ANU Supercomputer Facility - Annual Report 1997

Mass Data Storage System


Massive Data Storage System and Related Projects

The Mass Data Storage System (MDSS) was acquired in 1993 to support supercomputer users and other researchers with data intensive projects.

In 1997 the MDSS moved to its second phase which significantly improved its capacity and speed of access. Two very fast and high density Redwood drives and two Timberline drives were added to the original four tape drives. This has increased the MDSS capacity by a factor of 100 to a potential storage of 300 TBytes and vastly increased the speed of data storage and retrieval.

The original Epoch file migration software was replaced by Storage and Archive Manager File System (SAM-FS) from LSCI. The transfer of one terabyte of Epoch managed files to SAM-FS was successfully completed in the surprisingly short period of three months using locally developed code which bypassed the notoriously slow Epoch data manager. A comprehensive transition guide was provided to users to minimize problems resulting from the software change.

The new SAM-FS system has proved to be robust, reliable, and easy to manage and use. Many users have voiced their appreciation of the new system. Others are quietly demonstrating their approval by using it regularly.

Details of the current configuration of the fileserver, tape systems and network connections can be found elsewhere in this report.

Access to the MDSS is either via an NFS mounted partition or via `ftp'. Retrieval is instantaneous if the file is located on the magnetic disk cache or takes less than three minutes if the file has already been staged to tape. There are tools to enable bulk stagein of files from tape and bulk stageout of files to tape, to determine where a file physically resides, and to efficiently copy with the minimum tape mounts. Standard Unix `cp' can be used but the specialized utilities are more efficient.

Management Policy

The local configuration has been tailored to provide archive tape redundancy to avoid lost files caused by a damaged tape, robustness in the face of disk failure, optimization according to file characteristics, and transparent operation with respect to naive users.

Access is restricted to supercomputer users and others on a case by case basis. The MDSS is not a replacement for group or departmental disks. Details of the access policy are published on the ANUSF WWW site.

Usage and Consultancy Activities in 1997

The majority of MDSS users are also supercomputer users. As such, these projects have provided Project Summaries under the auspices of the relevant supercomputer in the Appendix to this report. Some MDSS users are not affiliated with the supercomputers and these projects have designated their Project Summaries under the `S' category in the Appendix. One project - the Massive Compact Halo Search (MACHO) - provided separate supercomputer and MDSS summaries in order to highlight the exceptional MDSS support required for their 1.1 TByte astronomy database.

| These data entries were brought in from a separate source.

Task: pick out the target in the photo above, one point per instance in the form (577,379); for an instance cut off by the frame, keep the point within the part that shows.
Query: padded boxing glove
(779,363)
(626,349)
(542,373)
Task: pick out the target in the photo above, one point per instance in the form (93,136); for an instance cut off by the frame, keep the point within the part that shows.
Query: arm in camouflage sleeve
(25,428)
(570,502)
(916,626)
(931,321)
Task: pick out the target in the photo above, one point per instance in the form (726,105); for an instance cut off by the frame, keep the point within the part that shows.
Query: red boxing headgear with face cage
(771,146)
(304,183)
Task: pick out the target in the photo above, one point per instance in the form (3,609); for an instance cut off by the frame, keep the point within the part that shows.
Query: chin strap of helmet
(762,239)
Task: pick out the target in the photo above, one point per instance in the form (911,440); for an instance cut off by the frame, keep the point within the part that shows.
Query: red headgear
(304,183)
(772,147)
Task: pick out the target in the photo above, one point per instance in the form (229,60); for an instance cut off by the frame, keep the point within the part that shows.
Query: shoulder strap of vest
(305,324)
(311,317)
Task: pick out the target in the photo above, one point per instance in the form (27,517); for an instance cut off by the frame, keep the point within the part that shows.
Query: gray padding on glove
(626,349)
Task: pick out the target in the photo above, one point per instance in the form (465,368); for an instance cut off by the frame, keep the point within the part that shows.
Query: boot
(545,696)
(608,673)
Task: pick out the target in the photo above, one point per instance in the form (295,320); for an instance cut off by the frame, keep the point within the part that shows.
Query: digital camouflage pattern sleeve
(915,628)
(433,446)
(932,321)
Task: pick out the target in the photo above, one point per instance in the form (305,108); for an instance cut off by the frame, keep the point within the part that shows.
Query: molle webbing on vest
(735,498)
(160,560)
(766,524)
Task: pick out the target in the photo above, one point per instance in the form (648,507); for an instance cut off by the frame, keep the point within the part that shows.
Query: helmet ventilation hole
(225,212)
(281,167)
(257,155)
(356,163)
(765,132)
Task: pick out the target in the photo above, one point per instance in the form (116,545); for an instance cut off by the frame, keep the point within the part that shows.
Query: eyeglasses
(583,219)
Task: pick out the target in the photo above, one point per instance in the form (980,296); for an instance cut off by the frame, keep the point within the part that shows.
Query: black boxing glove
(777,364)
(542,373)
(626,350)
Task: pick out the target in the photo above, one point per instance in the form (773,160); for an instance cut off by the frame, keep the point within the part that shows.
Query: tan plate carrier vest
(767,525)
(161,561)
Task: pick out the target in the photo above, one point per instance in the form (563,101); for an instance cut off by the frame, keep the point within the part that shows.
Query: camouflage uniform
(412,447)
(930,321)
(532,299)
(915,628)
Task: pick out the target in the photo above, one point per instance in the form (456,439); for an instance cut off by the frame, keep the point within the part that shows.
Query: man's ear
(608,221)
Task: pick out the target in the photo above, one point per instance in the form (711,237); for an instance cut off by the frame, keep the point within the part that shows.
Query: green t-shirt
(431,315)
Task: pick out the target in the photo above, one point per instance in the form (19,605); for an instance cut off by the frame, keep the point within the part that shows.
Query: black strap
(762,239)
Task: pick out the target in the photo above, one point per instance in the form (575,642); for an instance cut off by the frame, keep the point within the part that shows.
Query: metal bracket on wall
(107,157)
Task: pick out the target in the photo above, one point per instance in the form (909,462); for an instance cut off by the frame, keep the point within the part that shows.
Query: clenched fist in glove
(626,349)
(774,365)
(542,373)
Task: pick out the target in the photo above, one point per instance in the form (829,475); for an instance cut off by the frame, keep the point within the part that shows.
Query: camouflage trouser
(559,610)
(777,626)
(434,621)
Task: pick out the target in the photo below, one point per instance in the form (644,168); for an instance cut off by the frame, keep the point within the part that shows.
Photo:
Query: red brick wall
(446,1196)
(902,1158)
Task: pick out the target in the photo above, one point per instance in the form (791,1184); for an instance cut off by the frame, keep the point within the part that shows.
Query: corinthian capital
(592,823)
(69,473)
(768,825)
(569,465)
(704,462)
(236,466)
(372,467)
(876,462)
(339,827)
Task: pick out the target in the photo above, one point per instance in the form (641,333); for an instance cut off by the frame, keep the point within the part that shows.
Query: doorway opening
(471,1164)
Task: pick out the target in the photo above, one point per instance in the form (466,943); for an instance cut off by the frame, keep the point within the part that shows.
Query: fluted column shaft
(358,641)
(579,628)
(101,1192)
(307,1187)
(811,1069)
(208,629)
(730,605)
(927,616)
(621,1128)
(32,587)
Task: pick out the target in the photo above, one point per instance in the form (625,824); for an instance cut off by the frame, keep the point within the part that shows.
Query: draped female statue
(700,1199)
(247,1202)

Following the mid-year transition from Epoch a further 2.1 TBytes of data was archived using SAM-FS bringing the total to over 3.2 TBytes. The number of users also increased by 25 per cent to 113 users.

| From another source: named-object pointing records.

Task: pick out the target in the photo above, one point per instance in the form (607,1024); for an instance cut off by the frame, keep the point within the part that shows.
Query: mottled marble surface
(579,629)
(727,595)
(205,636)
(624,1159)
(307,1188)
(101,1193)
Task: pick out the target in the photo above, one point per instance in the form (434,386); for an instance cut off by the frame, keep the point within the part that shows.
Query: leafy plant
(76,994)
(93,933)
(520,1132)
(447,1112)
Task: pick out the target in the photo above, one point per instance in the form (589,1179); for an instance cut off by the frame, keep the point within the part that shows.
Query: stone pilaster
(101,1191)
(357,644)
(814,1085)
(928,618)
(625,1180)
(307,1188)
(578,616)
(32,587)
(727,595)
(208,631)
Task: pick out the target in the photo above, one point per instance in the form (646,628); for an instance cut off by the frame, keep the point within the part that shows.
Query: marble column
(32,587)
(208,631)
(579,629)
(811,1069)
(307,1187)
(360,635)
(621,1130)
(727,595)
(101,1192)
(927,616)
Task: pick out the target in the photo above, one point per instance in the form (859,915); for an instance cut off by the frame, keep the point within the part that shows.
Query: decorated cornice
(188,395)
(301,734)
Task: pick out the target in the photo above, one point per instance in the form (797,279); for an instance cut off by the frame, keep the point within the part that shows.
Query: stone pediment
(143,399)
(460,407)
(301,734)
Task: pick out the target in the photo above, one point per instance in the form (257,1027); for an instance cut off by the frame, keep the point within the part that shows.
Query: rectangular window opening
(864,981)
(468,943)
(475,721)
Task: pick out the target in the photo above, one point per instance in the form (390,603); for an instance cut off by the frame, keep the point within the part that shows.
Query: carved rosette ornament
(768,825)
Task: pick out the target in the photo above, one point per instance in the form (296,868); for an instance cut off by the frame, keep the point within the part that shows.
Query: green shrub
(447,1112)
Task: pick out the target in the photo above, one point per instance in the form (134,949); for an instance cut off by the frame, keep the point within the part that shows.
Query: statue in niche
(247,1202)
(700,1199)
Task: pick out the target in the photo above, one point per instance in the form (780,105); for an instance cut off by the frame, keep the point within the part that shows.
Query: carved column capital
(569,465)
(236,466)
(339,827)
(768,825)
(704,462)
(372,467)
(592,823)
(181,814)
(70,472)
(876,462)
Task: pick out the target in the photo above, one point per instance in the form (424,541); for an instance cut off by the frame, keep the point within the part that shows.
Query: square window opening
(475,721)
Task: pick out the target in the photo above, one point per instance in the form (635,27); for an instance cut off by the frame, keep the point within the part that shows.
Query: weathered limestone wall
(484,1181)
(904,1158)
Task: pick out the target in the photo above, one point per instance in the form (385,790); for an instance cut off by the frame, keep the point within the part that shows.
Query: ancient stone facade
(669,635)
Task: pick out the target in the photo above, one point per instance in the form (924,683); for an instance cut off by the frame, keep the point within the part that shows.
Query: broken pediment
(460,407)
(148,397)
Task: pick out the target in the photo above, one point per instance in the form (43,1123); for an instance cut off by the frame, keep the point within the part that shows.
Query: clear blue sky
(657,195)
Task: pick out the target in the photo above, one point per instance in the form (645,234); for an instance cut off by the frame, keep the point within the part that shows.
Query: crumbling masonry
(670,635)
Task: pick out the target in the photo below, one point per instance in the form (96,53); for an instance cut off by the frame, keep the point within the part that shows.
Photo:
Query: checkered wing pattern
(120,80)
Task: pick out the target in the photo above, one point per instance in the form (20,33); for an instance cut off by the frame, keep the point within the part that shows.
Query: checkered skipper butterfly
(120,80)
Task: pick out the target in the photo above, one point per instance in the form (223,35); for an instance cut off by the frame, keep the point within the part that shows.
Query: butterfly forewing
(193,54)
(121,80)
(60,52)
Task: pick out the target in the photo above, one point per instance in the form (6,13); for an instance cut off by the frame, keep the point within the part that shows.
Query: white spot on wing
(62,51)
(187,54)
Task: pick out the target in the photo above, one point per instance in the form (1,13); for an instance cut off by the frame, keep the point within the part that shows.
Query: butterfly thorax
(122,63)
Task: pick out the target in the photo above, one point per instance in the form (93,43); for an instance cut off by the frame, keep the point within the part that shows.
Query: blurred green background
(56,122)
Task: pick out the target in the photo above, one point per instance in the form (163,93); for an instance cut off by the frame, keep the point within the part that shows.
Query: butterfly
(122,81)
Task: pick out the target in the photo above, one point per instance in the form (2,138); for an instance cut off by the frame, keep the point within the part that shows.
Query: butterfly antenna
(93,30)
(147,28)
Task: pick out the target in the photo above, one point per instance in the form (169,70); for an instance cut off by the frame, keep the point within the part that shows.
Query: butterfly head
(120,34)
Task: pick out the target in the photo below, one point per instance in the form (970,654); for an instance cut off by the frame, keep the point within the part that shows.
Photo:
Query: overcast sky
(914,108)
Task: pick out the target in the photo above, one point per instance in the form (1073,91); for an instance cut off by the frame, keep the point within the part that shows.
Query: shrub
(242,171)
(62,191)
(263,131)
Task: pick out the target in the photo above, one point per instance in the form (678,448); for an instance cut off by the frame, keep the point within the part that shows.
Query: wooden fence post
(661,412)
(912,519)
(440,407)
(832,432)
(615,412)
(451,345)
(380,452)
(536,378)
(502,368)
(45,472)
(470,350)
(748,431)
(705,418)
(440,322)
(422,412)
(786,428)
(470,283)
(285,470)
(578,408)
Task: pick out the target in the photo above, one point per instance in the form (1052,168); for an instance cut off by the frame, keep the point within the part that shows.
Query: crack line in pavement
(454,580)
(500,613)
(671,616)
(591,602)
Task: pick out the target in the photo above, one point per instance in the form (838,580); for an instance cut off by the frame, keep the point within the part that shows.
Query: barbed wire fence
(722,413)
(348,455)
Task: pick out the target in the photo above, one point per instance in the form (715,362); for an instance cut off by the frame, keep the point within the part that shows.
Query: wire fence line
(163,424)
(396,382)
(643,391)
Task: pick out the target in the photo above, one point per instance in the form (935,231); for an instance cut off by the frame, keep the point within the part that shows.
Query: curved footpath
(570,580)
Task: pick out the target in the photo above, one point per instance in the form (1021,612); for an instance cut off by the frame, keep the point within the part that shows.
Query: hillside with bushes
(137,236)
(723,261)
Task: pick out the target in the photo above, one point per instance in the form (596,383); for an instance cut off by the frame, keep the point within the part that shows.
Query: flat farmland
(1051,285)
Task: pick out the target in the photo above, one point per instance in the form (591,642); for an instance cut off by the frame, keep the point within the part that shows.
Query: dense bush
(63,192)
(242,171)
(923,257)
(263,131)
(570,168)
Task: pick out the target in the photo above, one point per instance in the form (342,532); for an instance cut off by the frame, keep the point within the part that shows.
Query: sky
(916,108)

Projects dealing with massive amounts of data need to carefully consider all aspects of data acquisition, storage, retrieval, navigation, and interpretation before using the MDSS. In 1997, a programming consultant was devoted to assisting researchers to plan and implement their data intensive projects so as to use the MDSS more effectively with efficient data modelling, storage and retrieval methods.

The programmer can help the MDSS user community in three ways. As a first step in 1997, the programmer began contacting existing users to ensure they are aware of the full capabilities of the system and to recommend more efficient methods, if necessary. This was followed by contact with prospective and new users to ensure they understand the rich capabilities of the MDSS system. It is also planned to develop software demonstrating more sophisticated access methods to massive data archives rather than flat file `puts' and `gets'.

In 1997, 26 of the largest data holders from the original 86 Epoch users have been individually contacted. Assistance has been provided on a variety of topics including efficient access of project data, database organization, data interpretation tools and source configuration management.

As a result of discussions with a group regarding source management on the MDSS and the implications of rapid source file change, the MDSS programmer hosted a course on "CVS Source Configuration Management".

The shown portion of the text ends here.